Frankly, there are a lot of fairly crazy people in Unix. Not postal-rage
crazy. Not poison-the-neighbor's-dog crazy. Just very
alternative-lifestyle people. Remember, muych of the initial Unix
activity took place in the late of 1960s and early 1970s, while I was
sleeping in a laundry basket in my grandparents' apartment. These were
flower power people - but /technical/ flower power people. *A lot of
Unix-must-be-free philosophy has more to do with the circumstances of
the time rather than with the operating system.* It was a time of
rampant idealism. Revolution. Freedom from authority. Free love (wich I
missed out on, and probably wouldn't have known what to do with,
anyway). *And the relative openess of Unix, even if it was mainly due to
the lack of commercial interests of the time, made it attractive to this
kind of person.*

*The first time I was introduced to this side of Unix was probably in
1991 or so when Lars Wirzenius dragged me along to an event at the
Polytechnic University of Helsinki (which, as everybody knows, is not
actually in Helsinki but right across the border in Espoo). They just
want to be associated with the glamorous Helsinki even if only the
name). The speaker was Richard Stallman.* Richard Stallman is the God of
Free Software. He started to work on an alternative to Unix in 1984,
calling it the GNU system. GNU stands for "GNU is Not Unix", being one
of many recursive acronyms where one of the letters stands for the
acronym itself - a kind of computer science in-joke that nobody else
ever gets. Geeks - we're just tons of fun to be around.
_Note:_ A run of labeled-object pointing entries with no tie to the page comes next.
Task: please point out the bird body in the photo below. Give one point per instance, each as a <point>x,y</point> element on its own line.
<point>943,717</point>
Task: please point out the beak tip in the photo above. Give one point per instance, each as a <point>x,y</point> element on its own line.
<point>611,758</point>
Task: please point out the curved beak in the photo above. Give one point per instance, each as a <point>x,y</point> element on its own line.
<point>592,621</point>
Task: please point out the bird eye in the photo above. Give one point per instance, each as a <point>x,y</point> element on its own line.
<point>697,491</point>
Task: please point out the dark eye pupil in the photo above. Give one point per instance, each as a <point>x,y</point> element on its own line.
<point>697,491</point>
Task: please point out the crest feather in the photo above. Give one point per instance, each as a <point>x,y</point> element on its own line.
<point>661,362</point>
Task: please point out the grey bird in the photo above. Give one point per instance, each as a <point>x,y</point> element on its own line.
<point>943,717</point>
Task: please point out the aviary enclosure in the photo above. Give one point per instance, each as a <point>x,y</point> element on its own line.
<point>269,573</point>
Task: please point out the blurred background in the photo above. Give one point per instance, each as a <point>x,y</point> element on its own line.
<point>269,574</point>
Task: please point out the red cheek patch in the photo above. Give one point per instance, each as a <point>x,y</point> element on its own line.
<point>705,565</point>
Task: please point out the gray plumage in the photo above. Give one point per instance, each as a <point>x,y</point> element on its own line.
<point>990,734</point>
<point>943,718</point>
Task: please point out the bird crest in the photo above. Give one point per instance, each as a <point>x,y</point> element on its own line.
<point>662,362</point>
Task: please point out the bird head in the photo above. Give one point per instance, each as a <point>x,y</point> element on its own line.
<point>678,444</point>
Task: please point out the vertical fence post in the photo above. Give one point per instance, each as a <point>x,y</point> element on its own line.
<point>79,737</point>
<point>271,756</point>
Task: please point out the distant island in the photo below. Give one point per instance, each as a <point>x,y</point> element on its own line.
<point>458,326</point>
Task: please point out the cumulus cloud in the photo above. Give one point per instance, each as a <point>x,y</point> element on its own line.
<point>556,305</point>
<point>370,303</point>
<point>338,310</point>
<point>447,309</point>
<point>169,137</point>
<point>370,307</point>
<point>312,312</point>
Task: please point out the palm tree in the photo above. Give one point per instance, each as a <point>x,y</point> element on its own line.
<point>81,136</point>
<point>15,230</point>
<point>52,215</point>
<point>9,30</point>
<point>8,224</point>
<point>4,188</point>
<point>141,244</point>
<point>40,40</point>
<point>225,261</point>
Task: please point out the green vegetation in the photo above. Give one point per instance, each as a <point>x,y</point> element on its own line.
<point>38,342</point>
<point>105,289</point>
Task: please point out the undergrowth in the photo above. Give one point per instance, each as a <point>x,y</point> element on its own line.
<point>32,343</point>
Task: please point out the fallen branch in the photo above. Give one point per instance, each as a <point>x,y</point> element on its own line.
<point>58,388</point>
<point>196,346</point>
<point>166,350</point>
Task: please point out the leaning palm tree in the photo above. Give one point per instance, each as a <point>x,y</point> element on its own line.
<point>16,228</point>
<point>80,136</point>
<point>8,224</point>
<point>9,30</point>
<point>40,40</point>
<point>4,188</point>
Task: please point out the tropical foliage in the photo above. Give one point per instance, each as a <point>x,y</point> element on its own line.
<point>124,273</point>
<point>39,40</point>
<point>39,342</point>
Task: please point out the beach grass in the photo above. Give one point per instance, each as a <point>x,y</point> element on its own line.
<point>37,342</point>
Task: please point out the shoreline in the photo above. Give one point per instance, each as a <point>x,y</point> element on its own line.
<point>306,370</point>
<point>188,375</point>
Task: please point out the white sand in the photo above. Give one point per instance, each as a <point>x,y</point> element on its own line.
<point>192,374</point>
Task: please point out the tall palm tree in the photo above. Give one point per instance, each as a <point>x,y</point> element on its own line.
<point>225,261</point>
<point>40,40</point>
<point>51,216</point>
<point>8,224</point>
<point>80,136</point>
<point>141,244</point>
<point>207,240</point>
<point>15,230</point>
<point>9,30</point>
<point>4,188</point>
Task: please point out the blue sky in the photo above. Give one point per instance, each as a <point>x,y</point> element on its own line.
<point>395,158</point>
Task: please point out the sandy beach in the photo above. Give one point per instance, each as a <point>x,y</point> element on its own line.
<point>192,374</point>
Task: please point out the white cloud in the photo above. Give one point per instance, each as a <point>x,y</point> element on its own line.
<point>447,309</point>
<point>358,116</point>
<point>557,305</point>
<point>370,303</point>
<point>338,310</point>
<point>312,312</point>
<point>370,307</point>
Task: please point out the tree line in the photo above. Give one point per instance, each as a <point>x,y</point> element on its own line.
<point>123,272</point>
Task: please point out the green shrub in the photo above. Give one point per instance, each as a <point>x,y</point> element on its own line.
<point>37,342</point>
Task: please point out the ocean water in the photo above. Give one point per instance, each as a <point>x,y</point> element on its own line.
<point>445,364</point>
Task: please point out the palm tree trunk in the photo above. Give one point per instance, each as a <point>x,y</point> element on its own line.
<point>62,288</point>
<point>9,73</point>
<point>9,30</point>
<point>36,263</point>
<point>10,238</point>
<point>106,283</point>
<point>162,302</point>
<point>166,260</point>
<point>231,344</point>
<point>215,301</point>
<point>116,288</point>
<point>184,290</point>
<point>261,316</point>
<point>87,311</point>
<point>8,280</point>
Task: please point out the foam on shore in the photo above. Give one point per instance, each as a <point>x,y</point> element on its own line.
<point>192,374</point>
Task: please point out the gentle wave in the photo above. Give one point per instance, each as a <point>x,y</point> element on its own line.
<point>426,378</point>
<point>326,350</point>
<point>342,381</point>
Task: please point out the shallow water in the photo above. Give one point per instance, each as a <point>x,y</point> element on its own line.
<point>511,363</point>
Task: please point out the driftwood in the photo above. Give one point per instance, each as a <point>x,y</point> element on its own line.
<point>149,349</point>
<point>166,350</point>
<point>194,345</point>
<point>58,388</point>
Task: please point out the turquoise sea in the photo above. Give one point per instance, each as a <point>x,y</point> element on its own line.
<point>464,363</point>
More importantly, RMS, as he prefers to be called, also wrote the Free
Software Manifesto, and the Free Software copyright license - the GPL
(General Public License). Basically he pioneered the notion of free
source-code availability as something intentional, not just an accident,
the way it happened with original Unix open development. *I have to
admit that I wasn't much aware of the sociopolitical issues that were -
and are - so dear to RMS.* I was not really all that aware of the Free
Software Foundation, which he founded, and all that it stood for.
Judging from the fact that I don't remember much about the talk back in
1991, it probably didn't make a huge impact on my life at that point. I
was interested in the technology, not the politics - I had had enough
politics at home. But Lars was an ideologist, and I taged along and
listened.

In Richard I saw, for the first time in my life, the stereotypical
longhaired, bearded hacker type. We don't much have them in Helsinki.
*I may not have seen the light, but I guess something from his speech
must have sunk in. After all, I later ended up using the GPL for
Linux.* There I go, getting ahead of myself again.

---

Αφιέρωσα αρκετό χρόνο για να κάτσω να το μεταφέρω και πιστεύω αξίζει τον
κόπο. Όχι για να δείξω οτι έχω δίκιο απέναντι στον Γιώργο (άλλωστε ποτέ 
δεν είναι ο σκοπός της συζήτησης μου ένα ακόμα pointless dicksize war),
αλλά οτι πράγματι έχει μεγάλη μεγάλη μεγάλη σημασία το γενικότερο κλίμα
σε σχέση με το ελεύθερο λογισμικό που επικρατεί σε ένα Τμήμα ή σε ένα
Πανεπιστήμιο είτε αυτό λέγεται Α.Π.Θ. ή University of Helsinki.